The History of Text to Speech: 1768 to 2026
Text to speech didn't start with Siri or Alexa. It didn't even start with computers. The idea of making machines talk has been around for over 250 years. And the journey from mechanical bellows to neural networks that sound like actual humans? It's wilder than most people realize.

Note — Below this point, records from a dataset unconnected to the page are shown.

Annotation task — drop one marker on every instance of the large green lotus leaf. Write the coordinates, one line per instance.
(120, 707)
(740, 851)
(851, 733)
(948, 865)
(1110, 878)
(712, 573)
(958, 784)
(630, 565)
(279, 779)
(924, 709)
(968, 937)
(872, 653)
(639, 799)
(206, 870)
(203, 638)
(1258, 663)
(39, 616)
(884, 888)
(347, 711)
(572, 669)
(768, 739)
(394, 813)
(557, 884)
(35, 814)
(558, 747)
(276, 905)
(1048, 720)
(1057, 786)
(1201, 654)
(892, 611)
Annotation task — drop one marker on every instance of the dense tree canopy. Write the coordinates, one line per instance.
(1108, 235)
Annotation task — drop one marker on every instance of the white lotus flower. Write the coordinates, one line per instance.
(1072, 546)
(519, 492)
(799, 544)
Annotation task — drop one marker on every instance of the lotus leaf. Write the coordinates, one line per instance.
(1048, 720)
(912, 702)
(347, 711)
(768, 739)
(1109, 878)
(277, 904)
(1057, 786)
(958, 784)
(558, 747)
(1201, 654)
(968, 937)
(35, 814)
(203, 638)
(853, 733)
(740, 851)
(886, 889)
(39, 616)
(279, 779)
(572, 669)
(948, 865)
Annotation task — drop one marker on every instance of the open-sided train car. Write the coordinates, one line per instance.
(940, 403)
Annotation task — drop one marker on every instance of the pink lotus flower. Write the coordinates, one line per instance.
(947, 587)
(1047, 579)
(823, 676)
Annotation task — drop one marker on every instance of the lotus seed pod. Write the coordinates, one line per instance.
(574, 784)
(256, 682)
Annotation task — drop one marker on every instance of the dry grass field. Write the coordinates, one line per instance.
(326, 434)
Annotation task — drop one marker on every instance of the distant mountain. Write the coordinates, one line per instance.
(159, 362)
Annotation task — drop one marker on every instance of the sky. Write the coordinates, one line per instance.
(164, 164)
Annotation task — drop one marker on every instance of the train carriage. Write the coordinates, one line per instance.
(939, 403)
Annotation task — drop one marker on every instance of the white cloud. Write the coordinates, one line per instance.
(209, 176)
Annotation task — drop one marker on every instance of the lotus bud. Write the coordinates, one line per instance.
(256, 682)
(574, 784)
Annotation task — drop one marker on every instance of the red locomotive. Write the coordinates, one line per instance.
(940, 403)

Wolfgang von Kempelen's Speaking Machine
A Hungarian inventor built a mechanical device using bellows, reeds, and a rubber mouth to simulate human speech. It could produce vowels and some consonants. Creepy? Absolutely. Groundbreaking? Also absolutely.
Bell Labs' VODER
Demonstrated at the 1939 World's Fair. An operator used a keyboard and foot pedals to control electronic circuits that produced speech sounds. It took months of training to operate and sounded like a robot having an existential crisis. But it proved electronic speech was possible.
First Computer Based TTS
Noriko Umeda in Japan created one of the first rule based computer TTS systems. That same year, HAL 9000 in "2001: A Space Odyssey" gave people a very specific idea of what computer speech should sound like. Reality was much less terrifying. And much less clear.
Kurzweil Reading Machine
Ray Kurzweil built a machine that could scan printed text and read it aloud for blind users. It was the size of a washing machine and cost $50,000. But it worked, and it genuinely changed lives. Stevie Wonder was one of the first customers.
Apple Macintosh Speaks
The original Mac shipped with MacinTalk, built in text to speech. "Hello, I'm Macintosh" was the first time most people heard a personal computer talk. The voice quality was terrible by today's standards, but in 1984 it felt like science fiction.

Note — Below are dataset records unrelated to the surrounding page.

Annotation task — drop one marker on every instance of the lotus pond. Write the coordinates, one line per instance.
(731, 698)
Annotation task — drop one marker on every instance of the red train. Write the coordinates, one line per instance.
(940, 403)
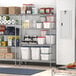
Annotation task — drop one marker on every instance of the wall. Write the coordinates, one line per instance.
(65, 47)
(20, 2)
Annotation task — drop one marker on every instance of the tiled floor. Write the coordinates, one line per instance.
(23, 66)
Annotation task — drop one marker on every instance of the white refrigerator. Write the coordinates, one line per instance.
(65, 25)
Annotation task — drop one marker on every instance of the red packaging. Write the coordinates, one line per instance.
(2, 27)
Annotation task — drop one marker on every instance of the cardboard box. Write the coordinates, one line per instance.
(14, 10)
(5, 50)
(25, 51)
(3, 10)
(9, 56)
(2, 55)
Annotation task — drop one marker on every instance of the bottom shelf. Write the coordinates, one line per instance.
(41, 61)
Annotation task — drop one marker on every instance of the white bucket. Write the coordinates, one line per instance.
(41, 40)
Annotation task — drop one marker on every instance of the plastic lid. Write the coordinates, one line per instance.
(44, 30)
(41, 37)
(28, 4)
(46, 22)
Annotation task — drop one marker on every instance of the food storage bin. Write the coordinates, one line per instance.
(34, 10)
(42, 18)
(46, 24)
(25, 53)
(49, 10)
(26, 24)
(9, 55)
(28, 9)
(39, 25)
(2, 55)
(45, 50)
(48, 39)
(14, 10)
(35, 53)
(42, 10)
(45, 57)
(53, 39)
(52, 25)
(43, 32)
(3, 10)
(41, 40)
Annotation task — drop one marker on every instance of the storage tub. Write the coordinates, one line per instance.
(43, 32)
(48, 39)
(46, 25)
(35, 53)
(25, 52)
(38, 25)
(41, 40)
(53, 41)
(45, 57)
(45, 50)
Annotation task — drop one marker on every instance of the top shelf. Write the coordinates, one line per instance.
(26, 14)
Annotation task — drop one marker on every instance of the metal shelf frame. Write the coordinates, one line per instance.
(28, 45)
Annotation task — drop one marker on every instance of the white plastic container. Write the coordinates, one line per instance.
(41, 40)
(48, 39)
(51, 18)
(46, 24)
(45, 50)
(43, 32)
(45, 57)
(38, 25)
(53, 41)
(52, 26)
(35, 53)
(25, 51)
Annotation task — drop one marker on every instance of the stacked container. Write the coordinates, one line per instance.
(35, 51)
(25, 52)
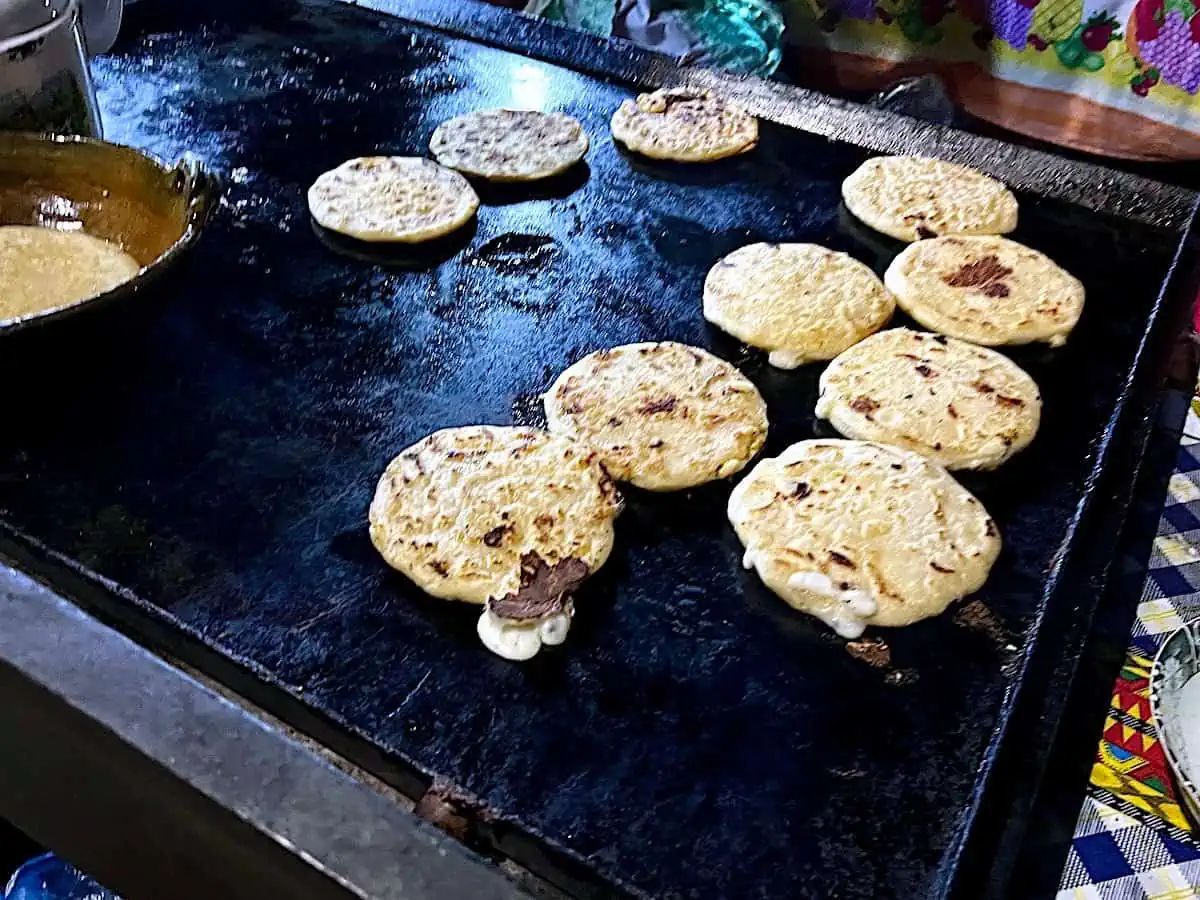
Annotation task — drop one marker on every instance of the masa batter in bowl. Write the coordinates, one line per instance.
(42, 269)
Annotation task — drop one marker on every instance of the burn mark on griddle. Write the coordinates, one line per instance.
(899, 677)
(841, 559)
(515, 253)
(544, 588)
(664, 405)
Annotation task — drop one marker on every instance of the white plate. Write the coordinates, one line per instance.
(1175, 711)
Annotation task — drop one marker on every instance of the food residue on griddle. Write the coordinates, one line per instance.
(544, 588)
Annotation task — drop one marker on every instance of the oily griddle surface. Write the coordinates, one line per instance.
(215, 454)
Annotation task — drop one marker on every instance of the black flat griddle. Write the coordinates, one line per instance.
(209, 456)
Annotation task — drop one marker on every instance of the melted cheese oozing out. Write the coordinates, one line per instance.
(847, 616)
(43, 269)
(786, 359)
(520, 641)
(850, 611)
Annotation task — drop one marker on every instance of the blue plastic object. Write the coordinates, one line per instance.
(47, 877)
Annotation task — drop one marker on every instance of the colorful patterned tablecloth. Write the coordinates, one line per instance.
(1132, 840)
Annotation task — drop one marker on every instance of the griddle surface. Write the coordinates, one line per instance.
(215, 455)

Concatenative Synthesis Era
The dominant approach for a decade. Record a human saying thousands of syllables, then stitch those recordings together to form words and sentences. Better than pure synthesis, but the joins between segments were audible. Every word sounded slightly disconnected from the next.
HMM Based Parametric Synthesis
Statistical models started generating speech parameters instead of stitching recordings. Smoother than concatenative, but the output had a characteristic "buzzy" quality that screamed "I am a robot reading this." Progress, but not the finish line.
DeepMind WaveNet
This is the one that changed everything. Google DeepMind published WaveNet, a neural network that generates raw audio waveforms sample by sample. The quality jump was enormous. For the first time, machine generated speech sounded genuinely human. The catch? It was 1,000 times too slow for real time use.

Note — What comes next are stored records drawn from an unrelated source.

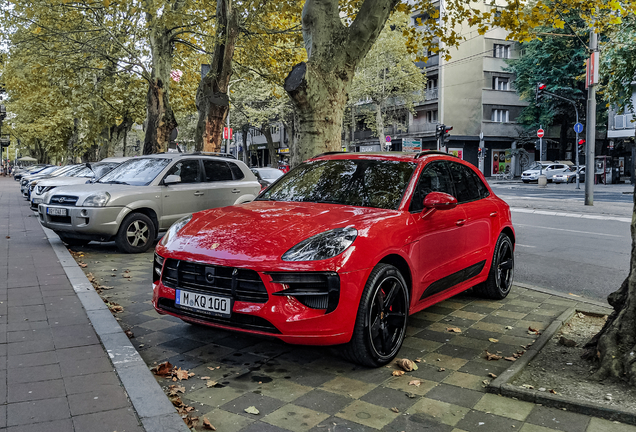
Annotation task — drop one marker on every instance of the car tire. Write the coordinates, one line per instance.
(501, 273)
(136, 233)
(381, 320)
(74, 242)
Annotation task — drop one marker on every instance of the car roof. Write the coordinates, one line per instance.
(395, 156)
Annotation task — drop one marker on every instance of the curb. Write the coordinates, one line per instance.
(500, 384)
(153, 407)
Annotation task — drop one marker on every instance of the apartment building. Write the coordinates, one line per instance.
(470, 92)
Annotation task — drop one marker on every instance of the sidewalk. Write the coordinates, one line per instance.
(58, 376)
(54, 373)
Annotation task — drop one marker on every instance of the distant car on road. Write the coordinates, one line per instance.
(549, 170)
(267, 176)
(144, 196)
(570, 176)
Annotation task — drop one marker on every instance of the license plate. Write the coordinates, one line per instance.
(56, 211)
(212, 305)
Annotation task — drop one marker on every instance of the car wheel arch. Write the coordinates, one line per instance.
(402, 265)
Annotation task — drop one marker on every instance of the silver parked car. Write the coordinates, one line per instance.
(146, 195)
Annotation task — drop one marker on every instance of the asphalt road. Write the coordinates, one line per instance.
(567, 246)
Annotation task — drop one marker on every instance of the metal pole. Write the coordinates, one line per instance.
(591, 131)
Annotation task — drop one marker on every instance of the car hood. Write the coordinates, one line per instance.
(262, 231)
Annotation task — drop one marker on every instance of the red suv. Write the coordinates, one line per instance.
(340, 251)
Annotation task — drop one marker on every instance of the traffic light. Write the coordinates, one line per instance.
(541, 88)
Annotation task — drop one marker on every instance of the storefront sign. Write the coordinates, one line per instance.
(411, 145)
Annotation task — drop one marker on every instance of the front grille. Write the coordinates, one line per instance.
(316, 290)
(60, 219)
(237, 320)
(66, 200)
(240, 284)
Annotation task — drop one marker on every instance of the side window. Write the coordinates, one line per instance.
(481, 187)
(465, 186)
(434, 178)
(217, 171)
(187, 169)
(236, 171)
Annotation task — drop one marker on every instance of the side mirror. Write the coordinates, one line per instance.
(439, 201)
(172, 179)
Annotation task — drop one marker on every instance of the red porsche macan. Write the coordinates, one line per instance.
(340, 251)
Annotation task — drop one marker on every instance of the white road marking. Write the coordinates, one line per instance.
(572, 231)
(573, 215)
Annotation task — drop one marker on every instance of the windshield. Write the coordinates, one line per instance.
(359, 182)
(270, 174)
(137, 172)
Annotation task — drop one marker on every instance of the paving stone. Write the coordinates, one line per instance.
(123, 419)
(367, 414)
(455, 395)
(45, 410)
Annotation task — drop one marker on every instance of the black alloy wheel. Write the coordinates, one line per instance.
(381, 320)
(502, 269)
(136, 233)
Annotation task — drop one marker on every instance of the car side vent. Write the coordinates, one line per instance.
(316, 290)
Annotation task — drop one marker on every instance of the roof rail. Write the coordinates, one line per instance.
(327, 154)
(432, 152)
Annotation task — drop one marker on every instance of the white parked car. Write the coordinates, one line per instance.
(549, 170)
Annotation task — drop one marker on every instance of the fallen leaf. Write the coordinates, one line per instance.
(252, 410)
(406, 365)
(207, 425)
(162, 369)
(490, 356)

Tacotron, FastSpeech, and Real Time Neural TTS
Google's Tacotron and Microsoft's FastSpeech solved the speed problem. Neural TTS could now run in real time. This is when neural voices started appearing in consumer products. Google Assistant, Alexa, and Siri all upgraded their voice engines during this period.
Multi Speaker, Multilingual, Emotional
Single models that could speak in dozens of languages, switch between speaking styles, and even convey emotions. VITS, YourTTS, and similar architectures made it possible to have one voice model do things that previously required dozens of separate models.
Current State of the Art
Today's neural voices handle context, emotional nuance, multilingual code switching, and natural prosody at a level that's genuinely difficult to distinguish from human speech in blind tests. The technology that cost millions to develop a decade ago is now available for free. Which is exactly why FreeTTS exists.
Understanding Voice Types
Not all TTS voices are created equal. In fact, they're created in totally different ways, and understanding the differences helps you pick the right one for what you're trying to do. Here's the breakdown.
🔊 Standard Voices
The old guard. Built by recording a person saying predetermined words and syllables, then stitching those recordings together. They work, but they sound like a GPS from 2008. You know the type. Every word lands with the same flat energy regardless of context.
🧠 Neural Voices
The current standard. Trained on thousands of hours of human speech using deep learning. They predict pitch, rhythm, and emphasis dynamically for each sentence. These are the voices that make people do a double take because they genuinely sound human. FreeTTS uses exclusively neural voices.
🌐 Multilingual Voices
A single voice model that speaks multiple languages naturally. Switch from English to Spanish to French without changing the voice. The accent and pronunciation adjust automatically. Useful for content creators targeting international audiences.
🎭 Style Voices
Neural voices trained in specific speaking styles. Newscast, conversational, cheerful, empathetic, whispering, shouting. Same base voice, different delivery. American English on FreeTTS has the most style variety, with voices like Jenny (conversational), Aria (professional), and Guy (casual).
👤 Voice Clones
A synthetic copy of a specific person's voice created from audio samples. Not the same as standard TTS. Voice cloning is personalized and raises serious ethical questions about consent and deepfakes. FreeTTS doesn't offer cloning. We use pre trained, licensed neural voices instead.
🎧 Regional Accents
Within the same language, you get different regional flavors. English alone has American, British, Australian, Indian, South African, Irish, and more. Spanish has European and Latin American variants. Portuguese has Brazilian and European options. Same language, very different vibes.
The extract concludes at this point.